The boundary between the potential fixing range 10 and the body area 5 extends linearly along the longitudinal direction of the terminal region 1B in a top view. Further, the end overlaps on the side of the active area 1A the gate electrode 13 the end of the source area 8th in a top view. Further, the gate electrode overlaps 13 the potential fixing range 10 that ends with the source area 8th is in contact, in a top view. The gate electrode 13 also overlaps the body area 5 , that with the potential fixing range 10 is in contact, in a top view. In other words, the gate electrode 13 above the area just above sections of the body area 5 , the potential fixing range 10 and the source area 8th formed on the top of the epitaxial layer 2 are formed successively from the end of the semiconductor chip.

As in the 15 and 16 is shown is the potential fixing range 10 separated from the end of the body area 5 on top of the body area 5 educated. Further, the source region 8th separated from the end of the potential fixing region 10 on the top of the potential fixing region 10 educated. As in 16 is shown, the contact plug of the thin metal layer 15 which is on the side of the active area 1A with respect to the gate electrode 13 is formed with the source region 8th and the potential fixing range 10 connected.

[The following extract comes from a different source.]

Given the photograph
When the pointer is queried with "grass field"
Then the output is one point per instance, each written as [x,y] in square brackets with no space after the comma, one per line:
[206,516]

In the semiconductor device according to the present embodiment, both the MOS structure, which is the gate electrode 13 contains, as well as the source area 8th , which is the diffusion area, in the extraction area 18 formed (see 1 ). Further, the channel region through which current flows when the gate electrode 13 is turned on, in the potential fixing range 10 and the body area 5 formed in the area adjacent to the source area 8th and overlaps the gate electrode 13 in a top view. The semiconductor device of the present embodiment can be formed by the same process as in the manufacturing process described with reference to FIGS 6 to 14 in the first embodiment.

Similar to the first embodiment, in the present embodiment, the channel is on the top of the epitaxial layer 2 just below the gate electrode 13 formed when the gate electrode 13 is turned on, and then electrons become the source region 8th fed to eliminate holes in the top of the body area 5 near the border between the body area 5 and the potential fixing range 10 in the connection area 1B are accumulated when a reverse bias voltage is applied. In other words, it is possible to form the inversion layer and the channel in the region where holes are likely to be accumulated, so that the electrons that are the source region 8th are fed, recombined with the holes. In this way, the holes are extracted to the side of the source electrode.

As described above, even in the semiconductor device having a device capable of high-speed operation such as a SiCMOSFET, it is possible to eliminate carriers within the substrate and prevent the dielectric breakdown from occurring due to the accumulation of the carriers. As a result, it is possible to extend the life of the semiconductor chip and to improve the performance of the semiconductor device.

Furthermore, it is possible in the present embodiment, holes that in the connection area 1B are accumulated every time reset when the gate electrode 13 is turned on. Thus, it is possible to prevent the number of holes from increasing in response to the accumulated time during which the MOSFET is turned off when reverse bias is applied. Thus, it is possible to eliminate the risk that the dielectric breakdown occurs due to the increase in the number of holes in the pad. As a result, the reliability of the semiconductor device can be increased.

Further, in the present embodiment, the dielectric breakdown can be prevented without the width of the terminal region 1B to enlarge. Thus, it is possible to reduce the size of the semiconductor chip and improve the performance of the semiconductor device. Further, the diffusion region and the MOS structure of the extraction region 18 (please refer 1 ), the the Feature of the present embodiment, the same as the diffusion region and the MOS structure, which is the active region MOSFET 1A configure. Thus, the structure of the extraction area 18 be easily achieved with little effort to eliminate the charges of the connection area.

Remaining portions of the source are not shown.